More ghostly than human, these women, possessed by an externally mediated desire towards a never-too-thin body and commercial definition of modern beauty, seem to be caught up in a cycle of a paradoxically chimerical and always temporary and unsatisfactory fulfilment of this desire. For the women in these paintings, consumption has created a new form of oppression. As consummate consumers caught up in the beauty myth, their everyday actions are often dictated by an uncontrollable urge to consume to excess in their aspirations to the beauty ideal as espoused by fashion and media iconography and representations – be it the perfect body or unreserved sex appeal, aspired to through clothing, makeup, plastic surgery or unhealthy practices such as purging or starvation among those afflicted by eating disorders. What is up for show is a brand of sex appeal engendered and endorsed by images of celebrities and models in the movies and on TV, and in PR photos, editorial fashion spreads and the media.

Utterly contemporary and unyieldingly honest, these paintings might first strike us as being familiar, not a far cry from the provocative images, videos and profile pictures we may see of young women on the internet.
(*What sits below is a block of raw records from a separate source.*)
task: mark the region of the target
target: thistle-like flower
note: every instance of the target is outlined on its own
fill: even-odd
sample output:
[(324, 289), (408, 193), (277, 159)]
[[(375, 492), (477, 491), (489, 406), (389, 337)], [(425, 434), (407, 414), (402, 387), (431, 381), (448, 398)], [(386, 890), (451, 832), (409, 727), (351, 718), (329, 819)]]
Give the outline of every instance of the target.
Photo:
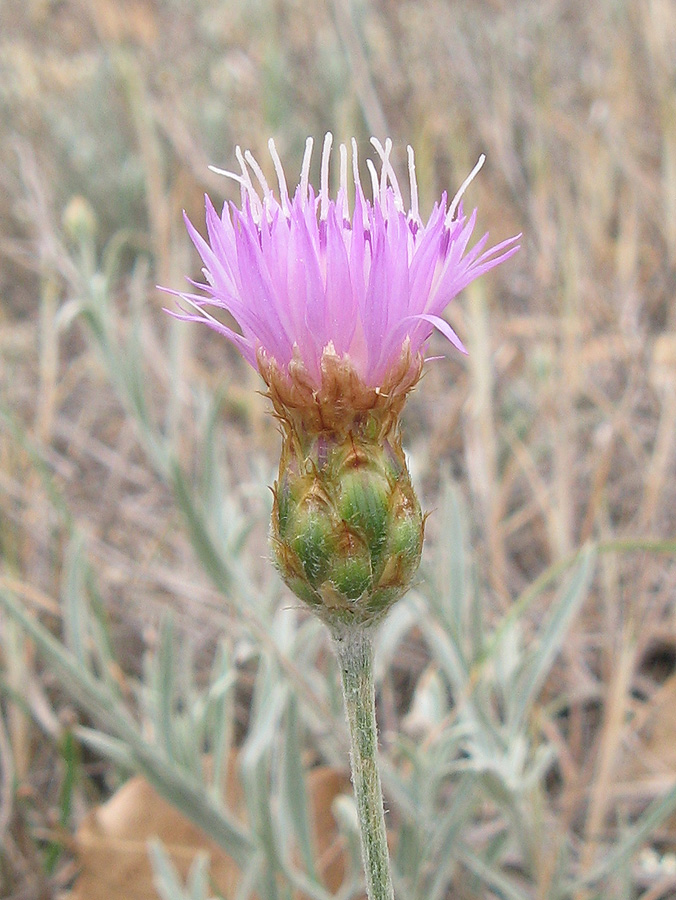
[[(284, 437), (275, 558), (291, 590), (334, 629), (377, 621), (411, 583), (424, 517), (399, 416), (435, 329), (465, 352), (441, 316), (446, 306), (518, 250), (518, 236), (486, 249), (487, 234), (468, 250), (476, 210), (466, 218), (461, 198), (483, 157), (450, 206), (442, 196), (425, 223), (412, 149), (407, 210), (391, 141), (372, 143), (380, 171), (367, 160), (369, 200), (352, 142), (352, 210), (344, 145), (335, 199), (329, 193), (330, 134), (318, 194), (309, 183), (311, 138), (293, 197), (273, 141), (277, 197), (238, 148), (241, 173), (222, 174), (240, 183), (241, 208), (226, 205), (219, 216), (207, 197), (208, 242), (186, 218), (206, 296), (178, 293), (182, 311), (172, 312), (222, 334), (262, 375)], [(208, 307), (229, 313), (238, 328)]]

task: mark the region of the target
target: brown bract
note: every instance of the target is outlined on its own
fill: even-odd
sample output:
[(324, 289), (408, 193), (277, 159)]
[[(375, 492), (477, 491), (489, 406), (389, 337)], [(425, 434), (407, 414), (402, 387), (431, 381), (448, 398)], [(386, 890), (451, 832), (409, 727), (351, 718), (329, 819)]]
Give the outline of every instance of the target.
[(396, 429), (406, 396), (418, 383), (422, 367), (422, 356), (413, 356), (406, 342), (383, 383), (368, 387), (349, 357), (341, 358), (329, 343), (322, 355), (318, 388), (299, 355), (284, 371), (264, 350), (258, 351), (258, 369), (275, 414), (287, 436), (293, 432), (301, 441), (322, 433), (344, 440), (350, 432), (368, 431), (372, 440), (382, 443)]

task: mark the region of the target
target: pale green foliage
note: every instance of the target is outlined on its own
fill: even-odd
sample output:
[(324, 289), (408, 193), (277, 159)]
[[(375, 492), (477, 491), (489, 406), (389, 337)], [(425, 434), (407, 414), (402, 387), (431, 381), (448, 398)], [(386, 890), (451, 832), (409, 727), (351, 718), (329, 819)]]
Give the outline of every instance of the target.
[[(111, 641), (87, 541), (72, 523), (63, 579), (63, 642), (9, 590), (0, 593), (0, 608), (33, 638), (50, 671), (94, 723), (77, 727), (77, 737), (121, 773), (144, 773), (224, 847), (242, 869), (242, 900), (253, 891), (264, 900), (286, 900), (294, 888), (328, 900), (316, 871), (302, 764), (309, 748), (328, 763), (346, 763), (338, 681), (334, 668), (328, 675), (325, 671), (324, 633), (312, 618), (289, 608), (288, 596), (279, 602), (280, 587), (272, 577), (262, 589), (255, 587), (260, 577), (248, 568), (247, 550), (252, 523), (238, 492), (222, 483), (213, 409), (207, 406), (204, 415), (201, 479), (181, 466), (169, 425), (157, 424), (146, 396), (138, 339), (145, 327), (141, 309), (135, 308), (122, 344), (106, 276), (81, 265), (73, 289), (70, 315), (87, 324), (158, 477), (173, 488), (195, 553), (222, 592), (230, 625), (218, 643), (210, 679), (198, 687), (190, 636), (179, 641), (172, 617), (166, 617), (131, 703), (112, 677)], [(169, 383), (178, 390), (179, 381), (176, 373)], [(262, 515), (267, 512), (264, 508)], [(486, 624), (484, 593), (467, 560), (461, 503), (448, 480), (436, 515), (443, 538), (429, 554), (417, 589), (394, 608), (377, 640), (380, 681), (414, 633), (427, 657), (403, 730), (387, 736), (382, 754), (389, 824), (397, 837), (395, 892), (410, 900), (443, 900), (461, 880), (473, 885), (477, 896), (517, 900), (524, 891), (530, 896), (537, 884), (543, 842), (551, 851), (544, 778), (555, 752), (538, 729), (536, 703), (587, 595), (594, 551), (587, 548), (545, 573), (516, 599), (512, 614)], [(529, 610), (566, 568), (537, 633), (527, 634)], [(247, 800), (244, 826), (224, 804), (222, 785), (234, 747), (235, 696), (247, 670), (255, 671), (255, 681), (238, 758)], [(208, 768), (205, 753), (212, 756)], [(350, 804), (348, 798), (336, 804), (353, 860), (339, 895), (345, 898), (358, 889), (360, 878)], [(560, 877), (548, 896), (571, 897), (585, 885), (602, 889), (618, 864), (674, 808), (672, 792), (583, 882), (562, 838)], [(184, 889), (161, 848), (153, 848), (152, 858), (165, 900), (205, 898), (203, 859), (196, 861)]]

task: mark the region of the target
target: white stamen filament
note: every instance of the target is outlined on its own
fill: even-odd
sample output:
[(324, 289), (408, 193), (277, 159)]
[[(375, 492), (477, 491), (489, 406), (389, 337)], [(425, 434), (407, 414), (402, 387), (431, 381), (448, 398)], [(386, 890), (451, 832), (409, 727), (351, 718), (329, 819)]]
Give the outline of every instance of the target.
[(282, 209), (284, 210), (284, 214), (288, 216), (290, 211), (289, 188), (286, 184), (286, 175), (284, 174), (282, 161), (279, 158), (279, 153), (277, 153), (277, 148), (275, 147), (275, 142), (272, 138), (270, 138), (270, 140), (268, 141), (268, 150), (270, 151), (272, 163), (277, 174), (277, 182), (279, 184), (279, 199), (282, 203)]
[(347, 197), (347, 147), (345, 144), (341, 144), (339, 148), (340, 153), (340, 197), (342, 197), (342, 208), (340, 209), (340, 216), (342, 219), (348, 219), (350, 217), (350, 207), (348, 205), (348, 197)]
[(418, 209), (418, 182), (415, 177), (415, 154), (413, 152), (413, 147), (411, 147), (410, 144), (406, 148), (406, 153), (408, 155), (408, 182), (411, 189), (411, 212), (409, 217), (422, 225), (420, 211)]
[(485, 162), (486, 162), (486, 156), (485, 156), (485, 154), (482, 153), (481, 156), (479, 157), (478, 163), (474, 166), (474, 168), (469, 173), (467, 178), (465, 178), (463, 183), (460, 185), (460, 190), (453, 198), (453, 202), (451, 203), (450, 209), (446, 213), (446, 218), (444, 219), (444, 225), (446, 226), (446, 228), (449, 228), (451, 225), (451, 222), (453, 221), (453, 216), (455, 215), (455, 211), (458, 208), (458, 204), (462, 200), (462, 195), (465, 193), (465, 191), (467, 190), (469, 185), (472, 183), (475, 176), (477, 175), (477, 173), (479, 172), (479, 170), (481, 169), (481, 167), (483, 166), (483, 164)]
[(373, 165), (373, 161), (370, 159), (366, 160), (366, 168), (369, 170), (369, 175), (371, 176), (371, 188), (373, 190), (373, 201), (380, 201), (380, 185), (378, 183), (378, 173), (376, 172), (376, 167)]
[(310, 161), (312, 159), (312, 146), (314, 141), (309, 137), (305, 141), (305, 153), (303, 153), (303, 164), (300, 170), (300, 195), (303, 200), (308, 198), (308, 183), (310, 181)]
[[(362, 201), (361, 203), (361, 216), (362, 216), (362, 228), (366, 228), (368, 225), (368, 217), (366, 214), (366, 206), (364, 203), (364, 191), (361, 186), (361, 179), (359, 177), (359, 150), (357, 149), (357, 141), (355, 138), (352, 138), (352, 178), (354, 179), (354, 191), (355, 197), (359, 194), (359, 197)], [(356, 200), (355, 200), (356, 202)], [(354, 222), (352, 223), (354, 226)]]
[(244, 154), (244, 159), (251, 166), (258, 183), (261, 186), (261, 190), (263, 191), (263, 197), (267, 201), (272, 196), (272, 191), (270, 190), (270, 185), (267, 183), (265, 175), (263, 174), (263, 170), (256, 162), (256, 158), (251, 152), (251, 150), (247, 150)]
[(385, 203), (385, 191), (387, 188), (387, 183), (389, 181), (390, 186), (392, 187), (392, 192), (394, 194), (395, 208), (399, 212), (404, 212), (404, 199), (401, 196), (397, 173), (394, 171), (394, 166), (392, 165), (392, 162), (390, 160), (390, 155), (392, 153), (392, 140), (391, 138), (387, 138), (385, 141), (385, 147), (383, 147), (378, 138), (375, 137), (371, 138), (371, 143), (376, 148), (378, 156), (380, 157), (380, 202), (382, 204)]
[(329, 207), (329, 160), (331, 159), (331, 145), (333, 144), (333, 135), (330, 131), (324, 136), (324, 146), (322, 148), (322, 168), (320, 176), (320, 208), (319, 217), (325, 219), (328, 214)]

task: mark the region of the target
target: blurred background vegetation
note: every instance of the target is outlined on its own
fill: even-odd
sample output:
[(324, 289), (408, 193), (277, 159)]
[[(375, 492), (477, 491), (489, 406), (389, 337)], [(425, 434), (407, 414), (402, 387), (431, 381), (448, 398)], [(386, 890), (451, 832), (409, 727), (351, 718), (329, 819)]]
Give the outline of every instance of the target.
[[(449, 310), (470, 356), (429, 365), (404, 441), (429, 559), (454, 485), (486, 622), (587, 543), (603, 551), (527, 723), (555, 757), (544, 821), (584, 874), (676, 774), (671, 0), (2, 0), (0, 588), (61, 634), (84, 578), (124, 690), (163, 610), (198, 672), (229, 635), (244, 732), (264, 634), (246, 591), (238, 605), (214, 585), (218, 560), (205, 575), (181, 490), (218, 506), (236, 577), (216, 575), (233, 596), (246, 580), (272, 616), (291, 602), (266, 547), (279, 438), (256, 374), (170, 321), (154, 285), (199, 277), (181, 210), (199, 227), (205, 191), (237, 197), (209, 164), (232, 169), (239, 144), (270, 171), (274, 136), (293, 183), (326, 130), (362, 156), (392, 137), (402, 174), (412, 144), (423, 211), (485, 153), (466, 203), (493, 242), (524, 233)], [(524, 605), (526, 642), (545, 587)], [(430, 671), (414, 625), (402, 634), (381, 673), (388, 746)], [(78, 708), (9, 618), (0, 670), (0, 895), (57, 896), (76, 871), (69, 835), (117, 782), (68, 743)], [(673, 822), (644, 837), (623, 893), (603, 896), (676, 896)], [(537, 860), (522, 895), (573, 896), (559, 864)]]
Whilst women may be traditionally held up as icons of beauty in the history of Chinese art, the sickly pallor and twisted proportions of the women in Shi Wei’s paintings conversely convey a grim image of ill-health, a symbolic reminder perhaps of the diseased collective soul and sickness of desire at the heart of materialistic society. Inspired by the fashion industry and using technology, Shi Wei conjures up distorted images containing uneasy juxtapositions and disjuncture, and serves up an uncanny reflection on the issues and costs of living in a modern, consumeristic society.

About the Artist:

Born in 1965, Shi Wei (China) is known for his ambiguous oil paintings, in particular the Skinny Beautiful Women series. In his paintings, women are depicted as skinny and holding erotic poses, which places the meaning of beauty under scrutiny. Are these women beautiful and happy, or are they suffering and paying a price for their vanity? These are just some of the social questions put forth by the artist. Shi Wei received an M.A. from the Hubei Academy of Fine Arts in 1997, and is currently an Associate Professor at Beijing City University. He has been widely exhibited in museums and galleries in China, Hong Kong and Indonesia since 1999.